The Virginian-Pilot
                            THE VIRGINIAN-PILOT  
              Copyright (c) 1996, Landmark Communications, Inc.

DATE: Sunday, July 21, 1996                 TAG: 9607210041
SECTION: LOCAL                   PAGE: B1   EDITION: FINAL 
SOURCE: ELIZABETH SIMPSON
                                            LENGTH:   58 lines

IF THE LATEST FAD IS BEING NICE, THEN DOLE IS OUT

All Bob Dole needs about now is a photo opportunity at an orphanage so he can yell at some children.

It would complete the mean-ol'-man image he seems to be honing.

In just a matter of weeks, he's lit into Katie Couric, TV's perkiest of hosts. (Sam Donaldson would have been a better target.) And insulted the entire NAACP membership by skipping their national convention, then accusing the group's president, Kweisi Mfume, of setting him up.

I don't know much about politics - international tariffs and flat taxes confuse me - but it seems to me that the reason Clinton is double digits ahead of Dole is because Clinton seems nicer, he ``feels your pain.''

Even if President Clinton is caught up in all kinds of nefarious things - Whitewater, Travelgate, Filegate - he has that neighborly, hey-how-ya-doin' kind of look compared with Dole's dour, don't-come-any-closer demeanor.

Dole's aides say he has a quick wit and a dry humor, but it comes across as mean-spirited. Hasn't anyone told him that nice is ``in'' right now? Doesn't he read Newsweek? It was on last week's cover.

Sally Jessy is out, Rosie O'Donnell is in. Cal Ripken, in; Newt Gingrich, out. Helen Hunt, big in; Roseanne, way out.

Even Geraldo Rivera, best known for having his nose broken on the air, says he's cleaning up his act, along with the guests on his daytime talk show.

Now, he's going to be . . . nice!

We in the news business are famous for declaring trends where there aren't any. And this latest can easily be dismantled when you consider evidence to the contrary: Church burnings. Child beatings. Hate crimes. Not to mention that guy who cut me off on the interstate the other day. (You know who you are.)

Still, a niceness trend wouldn't be a bad thing.

The '80s were sort of an in-your-face, I'll-get-mine decade, what with Leona Helmsley earning her Queen of Mean title, and Donald Trump defining the ``Whoever dies with the most toys wins'' lifestyle.

Now companies are downsizing. The stock market's erratic. People are feeling anxious. If the ship's sinking, we might as well be nice to one another on the way down.

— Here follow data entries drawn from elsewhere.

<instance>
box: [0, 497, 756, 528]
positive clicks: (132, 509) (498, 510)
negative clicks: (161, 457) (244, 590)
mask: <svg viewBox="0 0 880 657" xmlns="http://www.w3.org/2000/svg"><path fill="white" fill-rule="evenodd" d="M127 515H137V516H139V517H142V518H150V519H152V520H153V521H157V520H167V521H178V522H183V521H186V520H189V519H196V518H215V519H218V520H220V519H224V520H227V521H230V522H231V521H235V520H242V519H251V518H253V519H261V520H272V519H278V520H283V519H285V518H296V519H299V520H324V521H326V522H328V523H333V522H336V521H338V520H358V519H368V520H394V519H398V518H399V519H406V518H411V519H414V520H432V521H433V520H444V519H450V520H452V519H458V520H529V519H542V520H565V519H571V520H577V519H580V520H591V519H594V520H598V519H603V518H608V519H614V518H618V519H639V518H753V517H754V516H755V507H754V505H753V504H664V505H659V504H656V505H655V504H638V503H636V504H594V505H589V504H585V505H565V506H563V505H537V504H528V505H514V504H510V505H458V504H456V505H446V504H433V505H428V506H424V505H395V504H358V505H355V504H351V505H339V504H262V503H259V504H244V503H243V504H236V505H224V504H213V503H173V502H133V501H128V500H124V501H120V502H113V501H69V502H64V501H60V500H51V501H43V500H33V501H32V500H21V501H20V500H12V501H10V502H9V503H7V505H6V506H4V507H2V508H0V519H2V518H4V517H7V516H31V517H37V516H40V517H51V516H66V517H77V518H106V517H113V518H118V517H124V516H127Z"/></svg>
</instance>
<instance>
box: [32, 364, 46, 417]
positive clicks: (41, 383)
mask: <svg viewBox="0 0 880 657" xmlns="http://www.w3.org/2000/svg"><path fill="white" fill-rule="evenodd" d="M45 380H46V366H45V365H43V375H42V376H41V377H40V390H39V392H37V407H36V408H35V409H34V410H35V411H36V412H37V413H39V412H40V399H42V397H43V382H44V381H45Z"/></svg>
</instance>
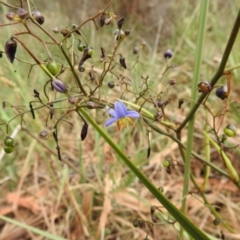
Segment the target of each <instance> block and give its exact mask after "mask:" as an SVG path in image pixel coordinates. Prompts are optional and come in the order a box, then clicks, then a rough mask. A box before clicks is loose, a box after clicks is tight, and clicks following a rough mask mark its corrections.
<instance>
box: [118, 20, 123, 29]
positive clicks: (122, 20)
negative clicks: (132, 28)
mask: <svg viewBox="0 0 240 240" xmlns="http://www.w3.org/2000/svg"><path fill="white" fill-rule="evenodd" d="M123 23H124V18H123V17H122V18H120V19H119V20H118V22H117V24H118V28H119V29H121V28H122V25H123Z"/></svg>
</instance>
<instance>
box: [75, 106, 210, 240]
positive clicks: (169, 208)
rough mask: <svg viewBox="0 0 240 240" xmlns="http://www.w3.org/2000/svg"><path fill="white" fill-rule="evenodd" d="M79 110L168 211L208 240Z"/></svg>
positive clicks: (85, 116)
mask: <svg viewBox="0 0 240 240" xmlns="http://www.w3.org/2000/svg"><path fill="white" fill-rule="evenodd" d="M79 112H80V113H81V114H82V116H83V117H84V118H85V119H86V121H88V122H89V123H90V124H91V125H92V126H93V127H94V128H95V130H96V131H97V132H99V134H100V135H101V136H102V137H103V138H104V140H105V141H106V142H107V143H108V144H109V145H110V146H111V147H112V149H113V150H114V151H115V152H116V154H118V156H119V157H120V158H121V159H122V160H123V162H124V163H125V164H126V165H127V166H128V167H129V169H131V171H132V172H133V173H134V174H135V175H136V176H137V177H138V178H139V180H140V181H141V182H142V183H143V184H144V185H145V186H146V187H147V188H148V190H149V191H150V192H151V193H152V194H153V195H154V196H155V197H156V199H158V201H159V202H160V203H161V204H162V205H163V206H164V207H165V208H166V209H167V210H168V212H169V213H170V214H171V215H172V216H173V217H174V218H175V219H176V220H177V221H178V222H179V224H181V226H182V227H183V228H184V229H185V230H186V231H187V232H188V233H189V234H190V235H191V236H192V237H193V238H194V239H198V240H207V239H209V238H208V236H207V235H206V234H205V233H203V232H202V231H200V230H199V229H198V228H197V227H196V226H195V225H194V224H193V223H192V222H191V221H190V220H189V219H188V218H187V217H185V216H184V215H183V214H182V213H181V212H180V211H179V210H178V209H177V208H176V207H175V206H174V205H173V204H172V203H171V202H170V201H169V200H168V199H167V198H166V197H165V196H164V195H163V194H162V193H161V192H160V191H159V190H158V189H157V188H156V187H155V186H154V185H153V184H152V182H151V181H150V180H149V179H148V178H147V177H146V176H145V175H144V174H143V173H142V172H141V171H140V170H139V169H138V168H137V167H136V166H135V165H134V164H133V161H131V159H129V158H128V157H127V156H126V155H125V154H124V153H123V152H122V150H121V149H120V148H119V147H118V145H117V144H116V143H115V142H114V141H113V140H112V139H111V137H110V136H109V135H108V134H107V133H106V132H105V131H104V130H103V129H102V128H101V127H100V126H99V125H98V124H97V123H96V122H95V121H94V120H93V119H92V118H91V116H90V115H89V114H88V113H87V112H86V111H85V110H84V109H83V108H80V109H79Z"/></svg>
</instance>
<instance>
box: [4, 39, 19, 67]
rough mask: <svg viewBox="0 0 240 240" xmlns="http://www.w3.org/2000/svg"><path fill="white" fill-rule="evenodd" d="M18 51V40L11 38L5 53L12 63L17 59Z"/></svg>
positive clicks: (7, 57)
mask: <svg viewBox="0 0 240 240" xmlns="http://www.w3.org/2000/svg"><path fill="white" fill-rule="evenodd" d="M16 51H17V42H16V41H15V40H14V39H13V38H10V39H9V40H8V41H7V42H6V44H5V53H6V55H7V58H8V59H9V60H10V62H11V63H13V61H14V59H15V54H16Z"/></svg>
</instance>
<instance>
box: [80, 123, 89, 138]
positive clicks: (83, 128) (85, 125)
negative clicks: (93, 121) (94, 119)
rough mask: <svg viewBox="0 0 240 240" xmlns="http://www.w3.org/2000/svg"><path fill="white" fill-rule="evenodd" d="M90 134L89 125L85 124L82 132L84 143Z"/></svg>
mask: <svg viewBox="0 0 240 240" xmlns="http://www.w3.org/2000/svg"><path fill="white" fill-rule="evenodd" d="M87 133H88V124H87V123H84V124H83V127H82V131H81V140H82V141H84V139H85V138H86V137H87Z"/></svg>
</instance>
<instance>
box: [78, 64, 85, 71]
mask: <svg viewBox="0 0 240 240" xmlns="http://www.w3.org/2000/svg"><path fill="white" fill-rule="evenodd" d="M78 70H79V72H84V71H85V67H84V65H83V64H82V65H78Z"/></svg>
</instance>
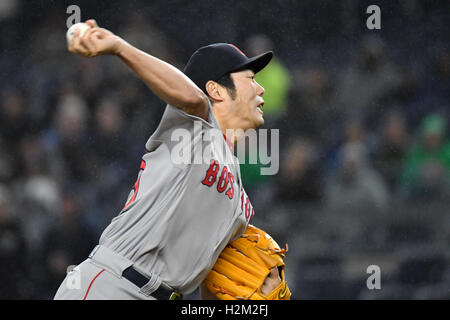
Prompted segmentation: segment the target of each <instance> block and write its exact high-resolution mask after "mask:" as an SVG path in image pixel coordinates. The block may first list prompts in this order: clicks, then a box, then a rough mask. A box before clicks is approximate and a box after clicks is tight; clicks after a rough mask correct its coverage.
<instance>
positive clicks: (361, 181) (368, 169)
mask: <svg viewBox="0 0 450 320" xmlns="http://www.w3.org/2000/svg"><path fill="white" fill-rule="evenodd" d="M367 152H368V150H367V146H366V145H365V144H364V143H363V141H362V140H360V141H348V142H346V143H344V145H343V146H342V147H341V148H340V150H339V152H338V168H337V172H336V174H335V175H334V176H333V177H332V178H331V179H330V180H329V182H328V184H327V187H326V190H325V202H326V205H327V206H328V207H329V208H330V209H331V210H335V209H336V210H340V209H349V210H354V209H356V208H358V209H364V208H373V209H375V210H376V211H384V210H385V209H386V208H387V205H388V200H389V197H388V190H387V187H386V185H385V183H384V181H383V179H382V178H381V176H380V175H379V174H378V172H376V171H375V170H374V169H373V168H372V166H371V164H370V162H369V160H368V156H367Z"/></svg>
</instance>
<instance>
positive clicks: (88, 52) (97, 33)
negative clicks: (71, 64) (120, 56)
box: [68, 19, 124, 57]
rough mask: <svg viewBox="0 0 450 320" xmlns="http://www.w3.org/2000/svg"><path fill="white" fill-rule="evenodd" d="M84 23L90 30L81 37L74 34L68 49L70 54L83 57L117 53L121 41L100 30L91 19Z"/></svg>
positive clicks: (77, 35) (109, 32)
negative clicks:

That means letting someone get ahead of you in line. Not honking when someone goes too slowly in the passing lane. Counting the items in your basket before getting in the 10-items-or-fewer aisle at the grocery store. A smile and a hello, instead of a flip of a finger.

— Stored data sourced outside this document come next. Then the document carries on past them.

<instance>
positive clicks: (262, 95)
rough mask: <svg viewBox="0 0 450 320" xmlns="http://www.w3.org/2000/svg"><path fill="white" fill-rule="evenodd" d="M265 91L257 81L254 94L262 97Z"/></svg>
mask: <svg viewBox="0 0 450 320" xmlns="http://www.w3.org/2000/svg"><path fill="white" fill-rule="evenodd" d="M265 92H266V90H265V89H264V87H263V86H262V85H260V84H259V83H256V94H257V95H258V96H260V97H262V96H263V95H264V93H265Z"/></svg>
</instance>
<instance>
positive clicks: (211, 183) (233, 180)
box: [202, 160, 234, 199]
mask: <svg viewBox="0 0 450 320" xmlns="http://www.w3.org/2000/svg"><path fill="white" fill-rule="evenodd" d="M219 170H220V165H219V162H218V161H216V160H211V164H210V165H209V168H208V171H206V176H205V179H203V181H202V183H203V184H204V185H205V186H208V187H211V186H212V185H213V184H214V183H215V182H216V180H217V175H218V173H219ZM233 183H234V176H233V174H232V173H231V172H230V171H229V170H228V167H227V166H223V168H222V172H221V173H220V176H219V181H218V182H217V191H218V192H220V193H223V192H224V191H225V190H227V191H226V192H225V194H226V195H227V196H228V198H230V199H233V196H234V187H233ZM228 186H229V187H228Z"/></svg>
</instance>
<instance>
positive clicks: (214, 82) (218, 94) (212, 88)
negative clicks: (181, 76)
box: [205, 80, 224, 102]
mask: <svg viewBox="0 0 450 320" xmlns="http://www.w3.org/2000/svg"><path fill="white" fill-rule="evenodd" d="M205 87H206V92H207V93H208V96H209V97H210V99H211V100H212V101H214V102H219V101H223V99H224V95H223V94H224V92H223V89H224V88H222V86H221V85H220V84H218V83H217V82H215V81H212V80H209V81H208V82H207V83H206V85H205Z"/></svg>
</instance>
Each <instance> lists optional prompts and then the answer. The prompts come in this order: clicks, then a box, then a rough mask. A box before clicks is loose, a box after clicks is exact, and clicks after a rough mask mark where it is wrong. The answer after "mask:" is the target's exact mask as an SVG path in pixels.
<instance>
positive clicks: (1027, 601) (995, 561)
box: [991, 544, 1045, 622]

We've had these flings with niceness before. The flower-power, peace-and-love craze in the '60s, which seems a little vapid now. Then, those yellow smiley faces and ``Have a nice day'' greetings that eventually drove everyone crazy. I've had the words hurled at me on more than one occasion. And who can forget the ``random acts of kindness'' that were so popular a few years ago.

Whatever happened to those, anyway?

Too bad civility has to be a fad, instead of a general standard of behavior. The danger of declaring ``nice'' a trend is that it eventually becomes passe.